The fine and elegant humour in "The Vicar of Wakefield" and "The Deserted Village," has greatly contributed to give those works a lasting place in the literature of this country. Goldsmith attacked, among other imposters, the quacks of his day, who promised to cure every disease. Reading their advertisements, he is astonished that the English patient should be so obstinate as to refuse health on such easy terms. We find from Swift that astrologers and fortune-tellers were very plentiful in these times. The following lament was written towards the end of the last century upon the death of one of them—Dr. Safford, a quack and fortune-teller.
"Lament, ye damsels of our London City,
Poor unprovided girls, though fair and witty,
Who masked would to his house in couples come,
To understand your matrimonial doom;
To know what kind of man you were to marry,
And how long time, poor things, you were to tarry;
Your oracle is silent; none can tell
On whom his astrologic mantle fell;
For he, when sick, refused the doctor's aid,
And only to his pills devotion paid,
Yet it was surely a most sad disaster,
The saucy pills at last should kill their master."

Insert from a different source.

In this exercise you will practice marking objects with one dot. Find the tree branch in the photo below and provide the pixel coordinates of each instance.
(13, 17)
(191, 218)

The travels of Baron Münchausen were first published in 1786, and the esteem in which they were held, and we may conclude their merit, was shown by the numbers of editions rapidly succeeding each other, and by the translations which were made into foreign languages. It is somewhat strange that there should be a doubt with regard to the authorship of so popular a work, but it is generally attributed to one Raspi, a German who fled from the officers of justice to England. As, however, there is little originality in the stories, we feel the less concerned at being unable satisfactorily to trace their authorship—they were probably a collection of the tales with which some old German baron was wont to amuse his guests. A satire was evidently intended upon the marvellous tales in which travellers and sportsmen indulged, and the first edition is humbly dedicated to Mr. Bruce, whose accounts of Abyssinia were then generally discredited. With the exception of this attack upon travellers' tales there is nothing severe in the work—there is no indelicacy or profanity—considerable falsity was, of course, necessary, otherwise the accounts would have been merely fanciful. We have nothing here to mar our amusement, except infinite extravagance. The author does not claim much originality, and he admits an imitation of Gulliver's Travels. But, no doubt, something is due to his insight in selection, and to his ingenuity in telling the stories well and circumstantially; otherwise this book would never have become historical, when so many similar productions have perished. The stories in the first six chapters, which formed the original book, are superior to those in the continuation; there is always something specious, some ground work for the gross improbabilities, which gives force to them. Thus, for instance, travelling in Poland over the deep snow he fastens his horse to something he takes to be a post, and which turns out to be the top of a steeple. By the morning the snow has disappeared—he sees his mistake, and his horse is hanging on the top of the church by its bridle. When on his road to St. Petersburgh, a wolf made after him and overtook him. Escape was impossible.